Shift Diagram: AI Agent Architecture Classic: Request → Stateless handler → External call → Response AI: Trigger → Orchestrator (topology) → Tool calls + state checkpoint + memory read → LLM step → Loop with replanning → Final answer

Where to Read Next
For the framework abstractions, MONA’s framework explainer covers what LangGraph, CrewAI, and AutoGen actually do. When you are ready to build, MAX’s framework decomposition guide maps the four layers to 2026 production tools. If production keeps surprising you, MONA’s multi-agent limits piece names the four physics that govern the loop.
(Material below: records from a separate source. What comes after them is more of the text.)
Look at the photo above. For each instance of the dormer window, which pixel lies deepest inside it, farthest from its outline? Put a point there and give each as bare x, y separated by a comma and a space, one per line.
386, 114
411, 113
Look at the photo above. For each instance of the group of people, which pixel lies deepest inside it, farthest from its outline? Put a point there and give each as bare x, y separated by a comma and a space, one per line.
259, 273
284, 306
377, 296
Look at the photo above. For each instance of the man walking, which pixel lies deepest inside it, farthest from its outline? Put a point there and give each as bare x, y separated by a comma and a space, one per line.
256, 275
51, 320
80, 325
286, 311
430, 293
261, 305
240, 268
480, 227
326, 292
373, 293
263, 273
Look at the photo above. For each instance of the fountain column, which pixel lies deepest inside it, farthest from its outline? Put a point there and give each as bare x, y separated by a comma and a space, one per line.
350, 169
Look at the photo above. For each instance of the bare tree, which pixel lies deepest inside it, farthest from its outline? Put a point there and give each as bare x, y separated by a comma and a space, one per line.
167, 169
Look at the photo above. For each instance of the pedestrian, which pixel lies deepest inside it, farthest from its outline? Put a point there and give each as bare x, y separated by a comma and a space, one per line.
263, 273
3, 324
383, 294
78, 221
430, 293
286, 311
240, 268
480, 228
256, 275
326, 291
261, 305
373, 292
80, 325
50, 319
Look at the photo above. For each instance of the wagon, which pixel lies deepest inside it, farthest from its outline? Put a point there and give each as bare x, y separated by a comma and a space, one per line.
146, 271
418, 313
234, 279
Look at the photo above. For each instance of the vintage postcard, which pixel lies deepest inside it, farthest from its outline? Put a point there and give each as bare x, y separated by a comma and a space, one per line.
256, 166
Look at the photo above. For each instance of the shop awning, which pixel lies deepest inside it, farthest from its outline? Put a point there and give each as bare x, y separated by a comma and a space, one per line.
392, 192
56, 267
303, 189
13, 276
Spec each layer. Measure each separately. The framework defaults will not save you when the third bug lands at the same time as the second deploy. The architecture is a stack of contracts — and the contracts, not the library, are what survives the next migration.
FAQ
Q: What is the difference between agent state and agent memory?
A: State is thread-scoped — it survives a crash mid-task and gets reloaded by thread_id on the next turn. Memory is cross-session — it carries facts, preferences, and history from one conversation to the next. The 2026 production stack splits them across two layers: a checkpointer like LangGraph’s PostgresSaver for state, and a memory engine like Mem0, Letta, or Zep for memory.
Q: Do I need a multi-agent system, or is a single agent with tools enough?
A: Start with a single augmented agent — one model, tools, retrieval, and memory. Reach for multi-agent only when the task genuinely fans out, per-step reliability supports the chain length, and the answer’s value justifies a token budget several times the chat baseline. Anthropic’s own guidance: most reliable production “agentic” systems are workflows on predefined paths.
Q: Why does my agent forget everything after a deploy restart?
A: Conversation state lived in an in-memory dict that the process wiped on restart. The fix is a durable checkpointer like LangGraph’s PostgresSaver that writes state to Postgres after every node and reloads by thread_id on the next turn.